The iPhone stronger than the shortage of semiconductors
Apple can once again thank its cash cow, namely the iPhone. Tim Cook’s star product group still accounts for half of its revenue, generating $40.7 billion in the third quarter of its fiscal year ended in June, more than $1 billion more than the same period last year. Given Apple’s reputation for perfectly managing its supply chains, we won’t call it a feat, but it’s still a hell of a performance in this period marked by a global shortage of electronic components. eternalizes.
Between April and June, the Californian group suffered from the Chinese authorities’ “zero Covid” strategy; the drastic confinements imposed in several major cities of the country have led to the closure of key factories for the electronics industry. A situation which has aggravated the supply problems and therefore the production of certain Apple products, like the iPhone 13 and, soon, the iPhone 14. The American firm had warned that these difficulties risked cost it between 4 and 8 billion dollars over the past quarter.
Services offset drop in Mac and iPad sales
If Apple did well with the iPhone, the other products had a complicated quarter. Starting with Macs, whose sales fell 10% to $7.4 billion. iPads, with sales down 2% to $7.2 billion, and wearables, which saw their revenues drop 8% to $8.1 billion, also suffered. On the other hand, the Cupertino company continues to gain momentum in services. The diversification strategy undertaken by Tim Cook has resulted in the creation of a dense offer: Apple TV+, a video streaming service intended to counter Netflix; Apple News+, an online newsstand; Apple Arcade, a video game service… Between April and June, this vertical brought in $19.6 billion, up 12%.

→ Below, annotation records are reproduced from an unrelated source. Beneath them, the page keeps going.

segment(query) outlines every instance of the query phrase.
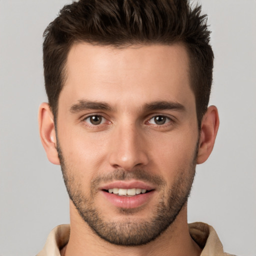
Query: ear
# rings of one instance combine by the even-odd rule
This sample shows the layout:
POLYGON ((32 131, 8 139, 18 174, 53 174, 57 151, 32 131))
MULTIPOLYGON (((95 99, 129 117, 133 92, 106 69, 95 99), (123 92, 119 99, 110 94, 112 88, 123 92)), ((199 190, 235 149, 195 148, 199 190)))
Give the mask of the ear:
POLYGON ((218 110, 215 106, 208 108, 201 124, 197 164, 202 164, 209 157, 214 148, 220 124, 218 110))
POLYGON ((60 164, 54 115, 48 103, 42 103, 39 107, 38 121, 40 138, 47 157, 50 162, 60 164))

Despite its good performance, Apple will tighten its belt in the coming months to cope with a possible economic slowdown. As part of this, the company plans to revise downwards hiring and spending in certain divisions in 2023, according to Bloomberg. Next year should nevertheless be marked, among other things, by the presentation of a mixed reality headset, which will inaugurate its first major new product category since 2015, and by the launch of the Apple Watch on the connected watch market. . By expanding its product range, the American giant hopes to reduce its dependence on the iPhone, which should nevertheless continue to weigh heavily on its business in the years to come.